A sample from Morozov's article, "Citizen war-reporter? The Caucasus test":
[The conflict] was a perfect opportunity for citizen reporters to fill in the gaps [of official claims and counter-claims by belligerent parties]. The fact that they didn't in the first days of this quick war may reveal that - in war reporting at least - the great promise of citizen journalism is often an empty one.
He goes on to say that there has been plenty of blogging about the war, but it was mostly propaganda shouting and hardly much in the way of fact-based reporting. (journalist Goga Aptsiauri's blog from Gori is an exception)

Then Morozov notes the great problem citizen journalism has achieving credibility and authority. Just who are these people I've never heard of, and how can I trust what they are saying?

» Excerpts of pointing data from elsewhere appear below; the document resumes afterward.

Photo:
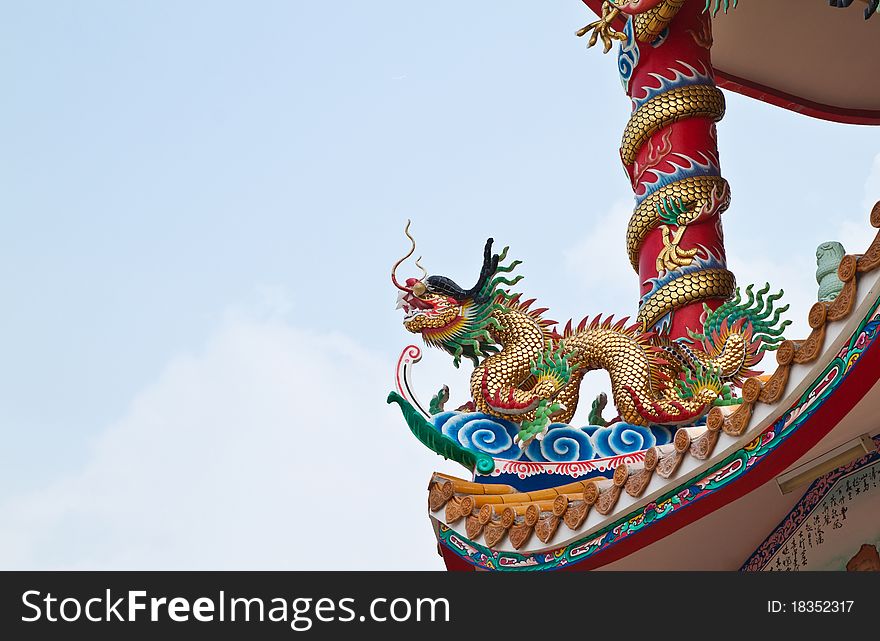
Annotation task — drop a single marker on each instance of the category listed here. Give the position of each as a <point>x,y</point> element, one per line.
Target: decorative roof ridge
<point>504,511</point>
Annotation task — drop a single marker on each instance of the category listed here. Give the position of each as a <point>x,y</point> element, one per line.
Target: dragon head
<point>448,316</point>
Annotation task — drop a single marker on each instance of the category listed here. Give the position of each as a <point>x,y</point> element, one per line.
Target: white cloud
<point>272,448</point>
<point>599,258</point>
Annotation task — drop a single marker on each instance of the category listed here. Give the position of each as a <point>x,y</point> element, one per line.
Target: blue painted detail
<point>562,443</point>
<point>688,169</point>
<point>674,78</point>
<point>627,56</point>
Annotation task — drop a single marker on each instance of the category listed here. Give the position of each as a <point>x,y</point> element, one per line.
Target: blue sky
<point>200,204</point>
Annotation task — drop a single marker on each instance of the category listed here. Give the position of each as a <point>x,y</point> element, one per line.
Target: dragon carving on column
<point>696,336</point>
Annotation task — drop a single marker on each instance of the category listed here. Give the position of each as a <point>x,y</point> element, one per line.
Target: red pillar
<point>670,153</point>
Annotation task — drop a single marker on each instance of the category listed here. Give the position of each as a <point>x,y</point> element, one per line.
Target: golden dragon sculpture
<point>527,371</point>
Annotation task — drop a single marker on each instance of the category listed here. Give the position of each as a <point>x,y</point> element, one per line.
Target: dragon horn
<point>399,262</point>
<point>419,265</point>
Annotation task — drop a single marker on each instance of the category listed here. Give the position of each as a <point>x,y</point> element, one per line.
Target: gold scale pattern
<point>695,193</point>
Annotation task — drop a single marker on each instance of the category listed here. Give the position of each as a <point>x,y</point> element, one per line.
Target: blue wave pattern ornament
<point>480,432</point>
<point>627,56</point>
<point>561,444</point>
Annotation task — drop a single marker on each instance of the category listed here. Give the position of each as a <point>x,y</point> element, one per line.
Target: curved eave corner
<point>588,524</point>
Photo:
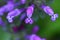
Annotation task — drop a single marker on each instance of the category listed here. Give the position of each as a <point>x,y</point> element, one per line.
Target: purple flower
<point>23,1</point>
<point>2,22</point>
<point>22,16</point>
<point>30,11</point>
<point>35,29</point>
<point>9,6</point>
<point>48,10</point>
<point>29,20</point>
<point>13,14</point>
<point>2,10</point>
<point>35,37</point>
<point>54,17</point>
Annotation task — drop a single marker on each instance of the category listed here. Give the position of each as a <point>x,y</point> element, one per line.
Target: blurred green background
<point>48,29</point>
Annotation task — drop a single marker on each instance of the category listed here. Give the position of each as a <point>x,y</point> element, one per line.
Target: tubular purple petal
<point>30,11</point>
<point>48,10</point>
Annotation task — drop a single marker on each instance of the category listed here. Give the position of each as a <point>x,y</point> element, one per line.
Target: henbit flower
<point>48,10</point>
<point>2,10</point>
<point>28,20</point>
<point>13,14</point>
<point>22,1</point>
<point>22,16</point>
<point>29,12</point>
<point>2,22</point>
<point>35,29</point>
<point>34,37</point>
<point>9,6</point>
<point>54,17</point>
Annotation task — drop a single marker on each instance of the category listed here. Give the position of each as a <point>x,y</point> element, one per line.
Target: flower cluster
<point>25,15</point>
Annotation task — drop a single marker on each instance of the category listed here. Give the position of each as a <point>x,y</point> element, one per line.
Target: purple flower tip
<point>30,10</point>
<point>23,1</point>
<point>54,17</point>
<point>48,10</point>
<point>2,10</point>
<point>29,20</point>
<point>34,37</point>
<point>13,14</point>
<point>35,29</point>
<point>9,6</point>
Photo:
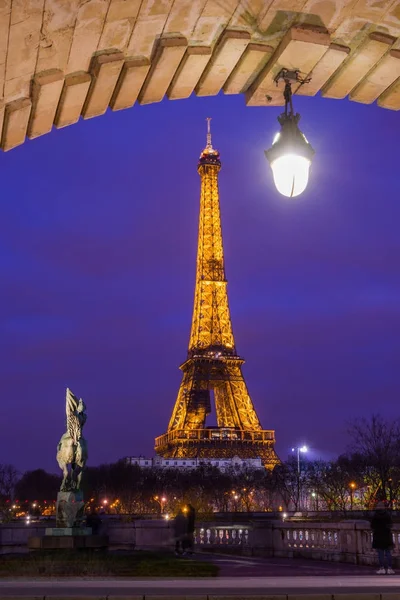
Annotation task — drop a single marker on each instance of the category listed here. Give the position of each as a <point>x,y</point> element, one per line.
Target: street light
<point>291,154</point>
<point>352,488</point>
<point>299,449</point>
<point>161,501</point>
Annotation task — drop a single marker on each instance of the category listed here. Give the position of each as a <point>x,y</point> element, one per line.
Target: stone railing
<point>211,535</point>
<point>346,541</point>
<point>341,541</point>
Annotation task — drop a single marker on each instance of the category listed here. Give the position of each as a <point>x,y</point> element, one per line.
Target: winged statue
<point>72,447</point>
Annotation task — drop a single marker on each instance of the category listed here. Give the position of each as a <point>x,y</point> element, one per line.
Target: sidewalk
<point>371,587</point>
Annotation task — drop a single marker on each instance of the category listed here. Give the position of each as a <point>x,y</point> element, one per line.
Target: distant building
<point>158,462</point>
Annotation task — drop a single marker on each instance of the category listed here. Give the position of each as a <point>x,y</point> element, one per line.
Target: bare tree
<point>377,441</point>
<point>8,481</point>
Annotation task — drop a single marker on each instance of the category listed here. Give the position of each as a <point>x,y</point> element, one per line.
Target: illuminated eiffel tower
<point>213,365</point>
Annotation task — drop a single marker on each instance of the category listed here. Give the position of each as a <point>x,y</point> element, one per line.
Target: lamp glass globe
<point>291,174</point>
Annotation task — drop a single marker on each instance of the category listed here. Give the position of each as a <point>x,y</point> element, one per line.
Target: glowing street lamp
<point>161,501</point>
<point>299,449</point>
<point>291,154</point>
<point>352,486</point>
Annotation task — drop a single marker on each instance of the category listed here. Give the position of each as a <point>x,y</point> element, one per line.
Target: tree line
<point>367,472</point>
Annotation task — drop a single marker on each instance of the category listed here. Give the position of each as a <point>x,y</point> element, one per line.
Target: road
<point>238,576</point>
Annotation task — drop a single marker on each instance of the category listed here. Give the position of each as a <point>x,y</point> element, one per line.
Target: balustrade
<point>208,534</point>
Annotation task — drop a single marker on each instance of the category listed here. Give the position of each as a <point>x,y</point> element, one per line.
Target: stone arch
<point>61,60</point>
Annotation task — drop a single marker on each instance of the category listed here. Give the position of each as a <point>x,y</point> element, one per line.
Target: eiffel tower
<point>213,365</point>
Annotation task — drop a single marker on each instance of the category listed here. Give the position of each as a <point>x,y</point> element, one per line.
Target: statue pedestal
<point>70,511</point>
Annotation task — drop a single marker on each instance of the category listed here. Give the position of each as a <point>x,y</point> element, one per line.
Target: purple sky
<point>98,235</point>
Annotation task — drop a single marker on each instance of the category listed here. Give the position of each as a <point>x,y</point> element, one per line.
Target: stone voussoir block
<point>76,597</point>
<point>32,597</point>
<point>133,597</point>
<point>309,596</point>
<point>172,597</point>
<point>249,597</point>
<point>357,596</point>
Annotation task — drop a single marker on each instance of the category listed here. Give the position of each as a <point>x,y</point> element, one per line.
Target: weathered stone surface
<point>88,27</point>
<point>189,72</point>
<point>63,531</point>
<point>301,48</point>
<point>379,79</point>
<point>46,92</point>
<point>357,66</point>
<point>323,70</point>
<point>349,47</point>
<point>56,34</point>
<point>391,97</point>
<point>254,58</point>
<point>120,20</point>
<point>167,57</point>
<point>70,509</point>
<point>72,99</point>
<point>105,73</point>
<point>224,59</point>
<point>15,124</point>
<point>148,27</point>
<point>130,82</point>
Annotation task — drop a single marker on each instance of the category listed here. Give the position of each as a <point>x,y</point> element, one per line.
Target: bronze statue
<point>72,448</point>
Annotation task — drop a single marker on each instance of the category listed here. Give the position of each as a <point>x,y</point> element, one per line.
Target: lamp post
<point>291,154</point>
<point>299,449</point>
<point>161,502</point>
<point>352,488</point>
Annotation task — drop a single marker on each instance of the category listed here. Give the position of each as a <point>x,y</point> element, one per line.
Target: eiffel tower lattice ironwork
<point>213,364</point>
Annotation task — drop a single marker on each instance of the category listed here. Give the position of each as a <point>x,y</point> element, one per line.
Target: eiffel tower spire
<point>212,363</point>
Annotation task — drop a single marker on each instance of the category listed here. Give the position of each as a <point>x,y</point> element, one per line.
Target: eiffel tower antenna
<point>212,363</point>
<point>209,143</point>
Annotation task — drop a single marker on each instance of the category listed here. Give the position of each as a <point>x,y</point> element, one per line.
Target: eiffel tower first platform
<point>213,365</point>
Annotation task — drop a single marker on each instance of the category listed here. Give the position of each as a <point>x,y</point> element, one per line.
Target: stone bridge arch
<point>65,59</point>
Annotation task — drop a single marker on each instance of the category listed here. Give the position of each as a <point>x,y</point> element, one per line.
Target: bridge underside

I recall the same issues surrounding online journalism years ago and, as the editor of a new online magazine with a serious focus on news and politics, explaining the difficulties of building a trusted media brand from scratch. What I wrote then, I think more or less applies today to serious news, especially war reporting:
...people looking for high-quality information are not seeking "interactivity", such as chat or other forms of escapist entertainment; they are looking for authority. They want someone who knows what she's talking about to explain matters clearly.

Internet journalism, television journalism and traditional print journalism are all exactly the same in this regard: the info-consumer demands credibility, that is authority, when important issues are at stake.

...nothing becomes real, that is, nothing becomes widely accepted as fact by the majority of people, until a trusted media name takes on the story.
(I notice I also wrote in that September 2000 article, "it's been more than a decade: time now to free ourselves of our Cold War thinking", which is sadly ironic given what we're witnessing these days...)

Moving back to Morozov, he really gets to the heart of the current problem: the reason big media companies are turning to "citizen journalism" is not due to some deep belief in democratic information sharing. It's about saving some dosh, because journalists --ie, the talent -- cost money. But cutting foreign news staff means you don't get the story when something big breaks overseas. And trying to replace professional reporters hardened by conflict experience with wannabe heroes with a website will only bring more casualties than scoops.

Finally, Morozov ends with an even greater warning:
The implication is serious for the future of democracy as well as for the future of media. The more citizen journalists are expected to fill the enormous gaps left by the establishment media as the latter struggle to redefine their business models (part of which means closing their foreign bureaus), the more the media play into the hands of leaders like Vladimir Putin and Dmitri Medvedev. They and those like them will always - as in South Ossetia - take advantage of media blackouts to create narratives favourable to their own political strategies. Citizen journalists are hardly appropriate sparring-partners for the Kremlin couple. But CNN and the BBC still are.
So, perhaps even worse than citizen dentistry?